In this thesis, the gradient-based complexity reduction methods for intra coding in HEVC include single-scaled analysis and multi-scaled levels. In the single scaled method, the decision of block partitioning is based on the gradient of a block, which is derived from gradient computations. A block is considered as a multiple gradients region which will be split into multiple sub-blocks, as the corner points are detected within the block. A block without corner points is treated as being non-split when its RD cost is small according the statistics of the previous frames. As block partitioning in HEVC adopts quad-tree structure, a block and its sub-blocks should be all taken into considerations in gradient based fast algorithms. Instead of using traditional gradient analysis in single scale, the multi-scaled gradient is adopted in this thesis, using the proposed the global and local edge complexities. Both the global and local edge complexities in horizontal, vertical, 45 degree diagonal, and 135 degree diagonal directions are proposed and used to decide the partitioning of a CU. Coupled with handling its four sub-CUs in the same way, a CU is decided to be split, non-split, or undetermined for each depth. The thresholds for the edge complexities are derived from randomly selected frames of the test sequences. With the multi-scaled gradient analysis on a block and its sub-blocks, the coding efficiency is retained better than single-scaled method while reducing similar encoding complexity.
As inter block partitioning is to reduce redundancy between frames, the proposed fast inter algorithm is based on the motion correlation between spatial and temporal correlation. Motion information is to inter CU decision what gradient information to intra mode decision. The fast inter algorithm consists of four individual methods covering the whole process of CU decision from mode evaluation to CU termination and CU splitting. Spatial motion correlation can be found that early termination occurs when SKIP mode will be chosen as an optimum mode for over half of CUs. Temporal motion correlations between two neighboring frames are exploited, and motion complexity (MC) of the split collocated CU in reference frame is taken as a parameter for CU splitting decision. Meanwhile, the optimal block partitioning of spatial blocks are used to constrain the searching range. The method highly reduces inter encoding time while the coding efficiency loss is very negligible. The proposed fast inter algorithms can reduce over 50% coding time with negligible video quality loss.
Efficient hardware architecture for key modules in HEVC is also essential, as HEVC is always running on different platforms. In this thesis, a hardware architecture is proposed for intra coding.

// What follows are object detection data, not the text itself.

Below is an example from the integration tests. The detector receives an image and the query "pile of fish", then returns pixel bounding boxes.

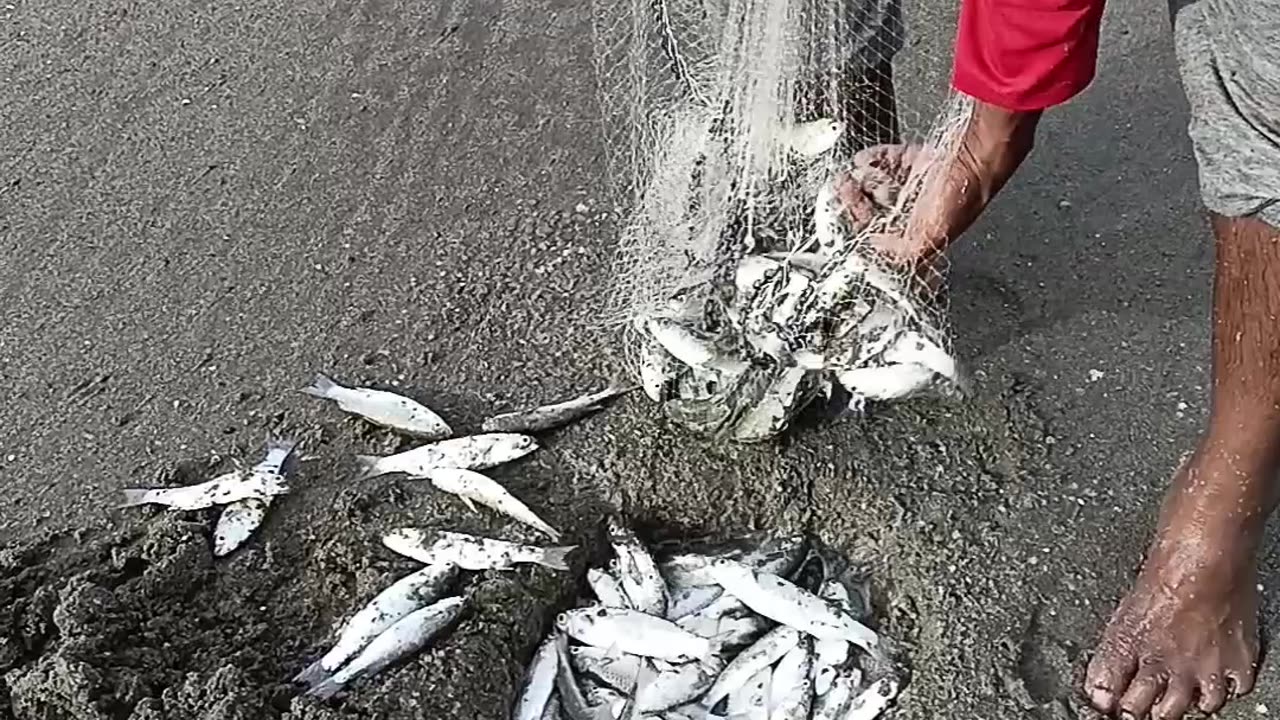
[119,374,631,557]
[512,519,904,720]
[632,119,966,442]
[293,528,577,700]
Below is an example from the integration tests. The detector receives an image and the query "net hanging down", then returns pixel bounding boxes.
[595,0,970,442]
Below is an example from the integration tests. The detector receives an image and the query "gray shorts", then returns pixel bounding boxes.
[1171,0,1280,227]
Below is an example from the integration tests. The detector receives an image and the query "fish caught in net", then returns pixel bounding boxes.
[594,0,970,442]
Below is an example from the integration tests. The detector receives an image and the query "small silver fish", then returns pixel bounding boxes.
[425,468,561,542]
[586,568,631,607]
[356,433,538,479]
[118,461,289,510]
[511,635,561,720]
[556,606,712,662]
[307,597,466,700]
[608,515,671,616]
[568,644,640,694]
[293,565,457,685]
[302,374,453,439]
[712,560,879,653]
[781,118,845,158]
[727,667,773,720]
[554,633,614,720]
[480,386,635,433]
[635,656,724,712]
[844,678,899,720]
[769,638,813,720]
[701,625,800,707]
[214,430,298,557]
[383,528,577,570]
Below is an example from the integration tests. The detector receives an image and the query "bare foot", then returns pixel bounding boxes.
[1084,442,1272,720]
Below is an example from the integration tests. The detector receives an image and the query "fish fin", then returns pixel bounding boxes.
[293,660,333,688]
[356,455,383,480]
[539,544,577,570]
[302,373,338,400]
[116,488,151,507]
[299,678,342,700]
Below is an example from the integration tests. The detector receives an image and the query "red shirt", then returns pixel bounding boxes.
[951,0,1103,110]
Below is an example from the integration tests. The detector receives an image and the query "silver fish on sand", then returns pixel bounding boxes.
[425,468,561,542]
[769,637,813,720]
[356,433,538,479]
[568,644,641,694]
[293,565,457,685]
[307,597,466,700]
[511,635,561,720]
[214,438,298,557]
[302,374,453,439]
[480,386,635,433]
[844,678,899,720]
[586,568,631,607]
[712,560,879,653]
[701,625,800,707]
[119,461,289,510]
[383,528,577,570]
[553,633,614,720]
[556,606,712,662]
[608,515,671,616]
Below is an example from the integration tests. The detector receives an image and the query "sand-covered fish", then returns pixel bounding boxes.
[556,606,712,662]
[608,516,669,616]
[356,433,538,479]
[586,568,631,607]
[480,386,635,433]
[554,633,614,720]
[511,635,561,720]
[568,644,641,694]
[214,430,298,557]
[383,528,577,570]
[844,678,899,720]
[307,597,466,700]
[302,374,453,439]
[712,560,879,652]
[701,625,800,707]
[769,637,813,720]
[425,468,561,542]
[293,565,457,685]
[118,461,289,510]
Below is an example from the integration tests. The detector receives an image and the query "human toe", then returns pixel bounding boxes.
[1151,675,1196,720]
[1119,665,1167,720]
[1084,642,1137,714]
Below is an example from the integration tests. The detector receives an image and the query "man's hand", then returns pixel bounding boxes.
[836,101,1041,269]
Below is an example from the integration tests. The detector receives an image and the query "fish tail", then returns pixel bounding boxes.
[302,373,338,398]
[539,544,577,570]
[293,660,333,688]
[116,488,151,507]
[356,455,381,480]
[307,678,342,700]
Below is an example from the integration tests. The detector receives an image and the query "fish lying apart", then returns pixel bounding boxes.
[120,438,298,557]
[512,519,901,720]
[293,528,576,700]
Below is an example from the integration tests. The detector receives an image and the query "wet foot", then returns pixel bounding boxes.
[1084,442,1274,720]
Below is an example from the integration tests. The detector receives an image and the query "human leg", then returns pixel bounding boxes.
[1084,0,1280,720]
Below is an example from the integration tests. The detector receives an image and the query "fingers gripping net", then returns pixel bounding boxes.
[595,0,969,442]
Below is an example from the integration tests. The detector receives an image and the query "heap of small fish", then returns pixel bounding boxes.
[512,519,902,720]
[293,528,577,700]
[119,374,631,557]
[632,119,966,442]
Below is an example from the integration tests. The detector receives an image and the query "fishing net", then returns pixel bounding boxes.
[594,0,970,441]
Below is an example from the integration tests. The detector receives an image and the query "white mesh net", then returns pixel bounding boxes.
[595,0,969,442]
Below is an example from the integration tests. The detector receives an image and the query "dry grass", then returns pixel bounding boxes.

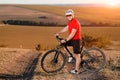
[0,26,120,49]
[21,5,120,24]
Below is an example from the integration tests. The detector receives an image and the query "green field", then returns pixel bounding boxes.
[19,5,120,25]
[0,25,120,49]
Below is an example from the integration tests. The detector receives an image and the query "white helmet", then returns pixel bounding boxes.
[65,9,74,15]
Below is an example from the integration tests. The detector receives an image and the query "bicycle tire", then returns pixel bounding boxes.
[82,48,106,72]
[41,49,66,73]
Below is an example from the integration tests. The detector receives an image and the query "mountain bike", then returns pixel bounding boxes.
[41,36,106,73]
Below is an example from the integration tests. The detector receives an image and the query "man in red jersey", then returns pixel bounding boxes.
[56,9,81,74]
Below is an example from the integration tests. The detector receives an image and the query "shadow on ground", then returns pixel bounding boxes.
[0,53,40,80]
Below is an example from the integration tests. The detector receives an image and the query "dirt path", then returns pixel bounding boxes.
[0,48,120,80]
[0,49,40,80]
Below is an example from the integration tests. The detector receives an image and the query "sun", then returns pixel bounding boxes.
[106,0,120,6]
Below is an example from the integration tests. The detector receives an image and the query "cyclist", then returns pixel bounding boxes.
[56,9,81,74]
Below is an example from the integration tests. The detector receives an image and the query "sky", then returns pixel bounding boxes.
[0,0,120,4]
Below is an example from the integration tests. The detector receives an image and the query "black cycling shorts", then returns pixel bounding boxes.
[66,40,80,54]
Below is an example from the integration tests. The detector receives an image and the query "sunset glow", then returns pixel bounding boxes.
[106,0,120,7]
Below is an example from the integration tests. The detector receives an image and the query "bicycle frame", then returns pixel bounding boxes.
[56,36,85,60]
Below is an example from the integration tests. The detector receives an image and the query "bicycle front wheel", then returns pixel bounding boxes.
[41,49,66,73]
[83,48,106,72]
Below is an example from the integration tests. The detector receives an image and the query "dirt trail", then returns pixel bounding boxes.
[0,49,40,80]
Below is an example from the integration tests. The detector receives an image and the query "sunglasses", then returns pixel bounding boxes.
[66,15,72,17]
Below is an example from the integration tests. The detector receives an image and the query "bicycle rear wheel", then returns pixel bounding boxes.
[82,48,106,72]
[41,49,66,73]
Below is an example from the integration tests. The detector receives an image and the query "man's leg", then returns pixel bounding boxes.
[75,54,81,71]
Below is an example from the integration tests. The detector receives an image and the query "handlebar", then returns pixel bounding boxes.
[56,36,63,41]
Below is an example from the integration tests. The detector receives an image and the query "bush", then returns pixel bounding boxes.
[83,34,111,48]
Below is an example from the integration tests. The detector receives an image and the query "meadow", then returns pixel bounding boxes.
[19,5,120,25]
[0,25,120,49]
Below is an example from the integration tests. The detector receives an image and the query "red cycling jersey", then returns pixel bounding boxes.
[68,18,81,40]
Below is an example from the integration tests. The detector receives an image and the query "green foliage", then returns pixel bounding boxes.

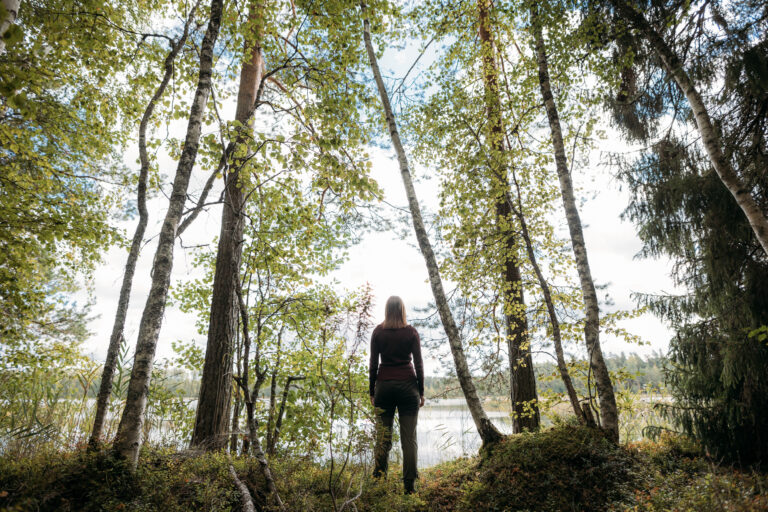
[0,424,768,512]
[593,2,768,464]
[460,425,634,511]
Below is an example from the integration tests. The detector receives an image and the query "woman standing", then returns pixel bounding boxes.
[368,296,424,494]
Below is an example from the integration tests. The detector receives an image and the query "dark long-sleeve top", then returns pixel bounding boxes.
[368,325,424,396]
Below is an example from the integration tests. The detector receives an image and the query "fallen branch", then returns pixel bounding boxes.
[229,464,256,512]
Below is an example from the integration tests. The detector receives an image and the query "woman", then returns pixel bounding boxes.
[368,297,424,494]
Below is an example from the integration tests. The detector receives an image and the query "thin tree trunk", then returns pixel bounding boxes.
[361,4,503,445]
[507,183,586,423]
[477,0,539,433]
[229,464,256,512]
[236,277,286,511]
[114,0,224,469]
[265,371,277,453]
[267,376,305,457]
[0,0,21,55]
[229,393,243,453]
[531,5,619,442]
[88,7,199,448]
[611,0,768,255]
[191,2,264,450]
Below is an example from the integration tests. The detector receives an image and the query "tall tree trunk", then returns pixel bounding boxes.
[531,5,619,442]
[88,7,199,448]
[477,0,539,433]
[507,182,586,423]
[0,0,21,55]
[361,4,502,446]
[267,375,305,457]
[611,0,768,255]
[235,284,286,511]
[191,2,264,450]
[114,0,224,469]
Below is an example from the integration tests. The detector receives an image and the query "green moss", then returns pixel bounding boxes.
[0,425,768,512]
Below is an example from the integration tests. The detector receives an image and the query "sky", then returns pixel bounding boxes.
[80,33,678,374]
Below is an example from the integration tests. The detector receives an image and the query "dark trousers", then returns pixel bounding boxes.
[373,379,420,488]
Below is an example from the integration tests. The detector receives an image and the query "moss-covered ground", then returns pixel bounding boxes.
[0,425,768,512]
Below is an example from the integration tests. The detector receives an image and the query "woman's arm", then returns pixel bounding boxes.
[412,329,424,405]
[368,329,379,396]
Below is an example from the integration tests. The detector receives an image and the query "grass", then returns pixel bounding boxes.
[0,424,768,512]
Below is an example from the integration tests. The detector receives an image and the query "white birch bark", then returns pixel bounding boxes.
[191,2,264,450]
[114,0,224,469]
[531,5,619,442]
[611,0,768,255]
[361,4,502,446]
[89,1,199,447]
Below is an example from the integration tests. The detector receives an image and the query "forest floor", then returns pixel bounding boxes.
[0,425,768,512]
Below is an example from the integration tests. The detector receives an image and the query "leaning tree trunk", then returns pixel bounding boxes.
[507,182,587,423]
[235,287,286,512]
[477,0,539,433]
[531,5,619,442]
[361,4,502,446]
[0,0,21,55]
[191,2,264,450]
[611,0,768,255]
[88,6,199,448]
[114,0,224,469]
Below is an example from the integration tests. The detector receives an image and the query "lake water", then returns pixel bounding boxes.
[390,398,512,468]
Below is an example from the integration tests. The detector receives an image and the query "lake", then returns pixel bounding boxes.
[390,398,512,468]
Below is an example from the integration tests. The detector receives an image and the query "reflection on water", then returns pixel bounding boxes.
[391,398,512,468]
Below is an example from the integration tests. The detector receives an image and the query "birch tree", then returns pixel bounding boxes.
[610,0,768,255]
[477,0,539,433]
[191,1,266,450]
[362,4,502,446]
[89,2,199,447]
[114,0,223,468]
[530,1,619,442]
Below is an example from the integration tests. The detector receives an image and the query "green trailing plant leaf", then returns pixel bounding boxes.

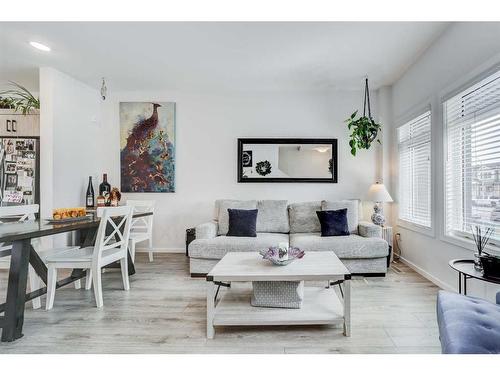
[0,81,40,115]
[345,111,382,156]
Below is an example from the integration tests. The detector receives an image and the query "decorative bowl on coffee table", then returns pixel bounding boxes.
[259,246,305,266]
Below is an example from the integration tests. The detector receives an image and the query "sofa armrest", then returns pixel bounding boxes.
[358,221,382,238]
[196,221,217,240]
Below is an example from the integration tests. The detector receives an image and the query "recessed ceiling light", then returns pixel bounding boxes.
[30,42,50,52]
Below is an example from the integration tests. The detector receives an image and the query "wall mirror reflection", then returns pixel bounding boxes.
[238,138,337,183]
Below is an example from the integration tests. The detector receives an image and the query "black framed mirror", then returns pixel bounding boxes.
[238,138,338,183]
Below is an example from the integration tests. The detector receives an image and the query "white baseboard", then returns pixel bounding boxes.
[135,247,186,254]
[399,257,456,292]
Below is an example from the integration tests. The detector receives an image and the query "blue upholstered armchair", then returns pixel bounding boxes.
[437,291,500,354]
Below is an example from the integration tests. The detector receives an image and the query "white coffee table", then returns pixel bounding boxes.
[207,251,351,339]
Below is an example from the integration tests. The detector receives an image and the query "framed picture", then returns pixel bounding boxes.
[237,138,338,183]
[5,174,17,190]
[120,102,175,193]
[22,151,36,160]
[5,162,17,173]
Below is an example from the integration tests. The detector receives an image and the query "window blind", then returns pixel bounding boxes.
[398,111,431,228]
[443,71,500,244]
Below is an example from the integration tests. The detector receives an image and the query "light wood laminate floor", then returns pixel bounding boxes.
[0,254,440,353]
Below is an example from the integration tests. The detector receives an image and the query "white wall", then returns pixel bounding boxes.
[40,68,104,244]
[391,23,500,299]
[104,88,378,251]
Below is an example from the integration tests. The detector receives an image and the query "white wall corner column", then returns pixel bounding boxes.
[40,67,104,245]
[374,86,395,225]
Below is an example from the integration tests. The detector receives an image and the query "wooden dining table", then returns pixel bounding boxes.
[0,212,153,341]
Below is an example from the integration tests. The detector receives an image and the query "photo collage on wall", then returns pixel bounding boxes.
[0,138,36,204]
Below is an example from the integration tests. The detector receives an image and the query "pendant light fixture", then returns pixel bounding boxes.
[101,77,108,100]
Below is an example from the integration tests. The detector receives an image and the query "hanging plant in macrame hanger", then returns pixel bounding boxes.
[345,77,382,156]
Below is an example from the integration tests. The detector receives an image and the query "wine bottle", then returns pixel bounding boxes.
[99,173,111,196]
[86,176,95,208]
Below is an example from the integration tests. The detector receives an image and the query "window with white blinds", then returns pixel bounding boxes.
[398,111,431,228]
[443,71,500,247]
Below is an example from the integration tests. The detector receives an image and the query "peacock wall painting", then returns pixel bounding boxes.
[120,102,175,193]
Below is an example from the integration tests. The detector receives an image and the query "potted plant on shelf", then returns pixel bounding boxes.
[0,81,40,115]
[345,78,382,156]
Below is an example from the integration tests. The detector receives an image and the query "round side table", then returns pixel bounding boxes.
[448,259,500,295]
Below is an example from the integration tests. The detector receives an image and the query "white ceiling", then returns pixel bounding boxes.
[0,22,449,91]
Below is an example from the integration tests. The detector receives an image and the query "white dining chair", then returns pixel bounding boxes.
[0,204,80,309]
[127,199,155,262]
[45,206,133,310]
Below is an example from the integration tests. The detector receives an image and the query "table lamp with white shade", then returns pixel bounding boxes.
[367,182,393,226]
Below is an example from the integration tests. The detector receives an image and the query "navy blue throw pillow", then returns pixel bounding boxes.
[227,208,259,237]
[316,208,349,237]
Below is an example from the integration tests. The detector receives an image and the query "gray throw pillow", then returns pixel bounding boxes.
[257,200,290,233]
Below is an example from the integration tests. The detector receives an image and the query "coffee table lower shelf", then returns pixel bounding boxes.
[213,284,344,326]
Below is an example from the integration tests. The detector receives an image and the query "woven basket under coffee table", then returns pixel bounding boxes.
[207,251,351,338]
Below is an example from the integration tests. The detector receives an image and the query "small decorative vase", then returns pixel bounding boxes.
[371,203,385,225]
[474,253,483,272]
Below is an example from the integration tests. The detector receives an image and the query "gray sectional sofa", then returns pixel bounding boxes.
[188,200,389,276]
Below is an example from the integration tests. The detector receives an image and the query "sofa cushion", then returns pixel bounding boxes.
[215,199,257,235]
[290,233,389,259]
[227,208,258,237]
[257,200,290,233]
[437,291,500,354]
[321,199,359,233]
[288,201,321,233]
[316,208,349,237]
[189,233,288,259]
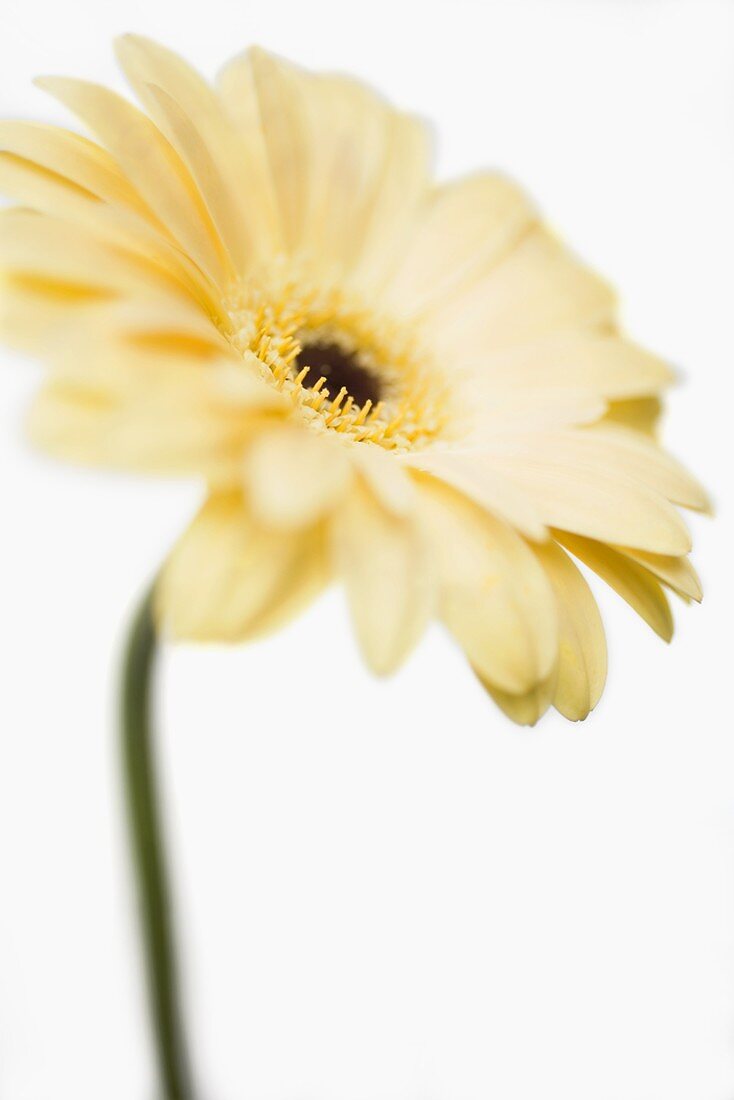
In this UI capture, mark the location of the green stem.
[121,591,194,1100]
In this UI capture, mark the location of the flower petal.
[420,479,558,695]
[116,34,278,273]
[479,452,691,557]
[478,669,558,726]
[331,484,435,675]
[613,547,703,603]
[157,493,328,642]
[557,532,673,641]
[36,77,226,283]
[244,422,352,529]
[534,541,606,722]
[455,332,675,399]
[403,449,548,540]
[424,229,616,364]
[384,173,537,316]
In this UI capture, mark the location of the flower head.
[0,36,706,723]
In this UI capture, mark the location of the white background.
[0,0,734,1100]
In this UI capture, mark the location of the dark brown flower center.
[294,341,383,406]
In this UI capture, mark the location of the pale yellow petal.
[403,448,548,540]
[0,119,154,213]
[28,381,247,483]
[116,34,278,272]
[489,425,710,514]
[0,208,194,298]
[424,229,615,364]
[331,484,436,675]
[350,444,416,516]
[157,493,328,642]
[243,424,352,529]
[614,547,703,603]
[535,542,606,722]
[420,479,558,694]
[350,111,430,298]
[243,48,315,251]
[491,453,691,557]
[384,173,537,315]
[557,532,673,641]
[605,397,662,438]
[453,387,606,437]
[0,270,109,354]
[299,76,392,274]
[36,77,226,282]
[462,332,675,400]
[478,669,558,726]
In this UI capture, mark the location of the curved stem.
[121,590,193,1100]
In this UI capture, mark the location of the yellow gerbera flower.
[0,36,706,723]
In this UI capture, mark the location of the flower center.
[224,265,447,451]
[293,340,384,407]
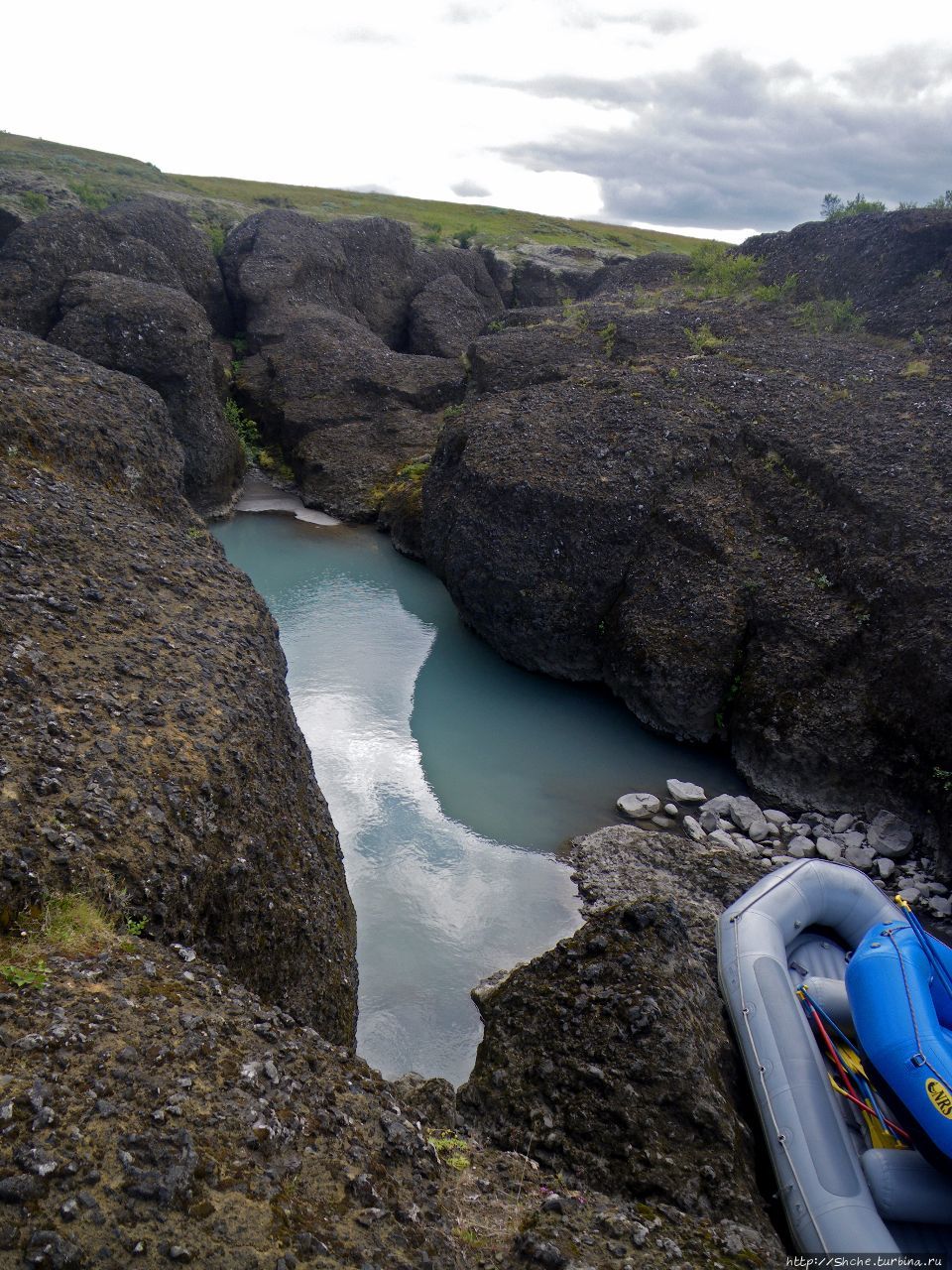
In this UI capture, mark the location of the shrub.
[754,273,797,304]
[689,241,763,300]
[204,225,228,257]
[793,300,866,335]
[595,321,618,358]
[69,181,117,212]
[820,194,886,221]
[20,190,50,216]
[684,322,724,353]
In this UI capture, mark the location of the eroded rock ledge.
[459,826,774,1247]
[0,329,357,1044]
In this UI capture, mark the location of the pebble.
[787,835,816,860]
[816,835,843,860]
[684,816,707,842]
[844,847,876,872]
[701,794,734,816]
[876,856,896,881]
[763,807,789,828]
[867,812,912,860]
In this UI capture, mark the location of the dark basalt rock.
[459,826,774,1247]
[408,273,486,357]
[240,309,464,521]
[103,198,232,335]
[0,330,355,1044]
[0,199,230,335]
[50,273,244,511]
[222,212,502,520]
[422,294,952,853]
[740,208,952,335]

It presents how to design high-throughput circuits for digital video coding and how to efficiently utilize hardware resources to implement computations in HEVC. In this thesis, a fully pipelined hardware architecture for intra prediction of HEVC is presented. The proposed techniques include: 1) a new depth-traversal based reference buffer; 2) a new mode-dependent scanning order and reference selection scheme; 3) a new inverse reference extension method. As a result, the proposed hardware architecture is the only one capable to work in full pipeline, which can provide the best throughput compared with existing works.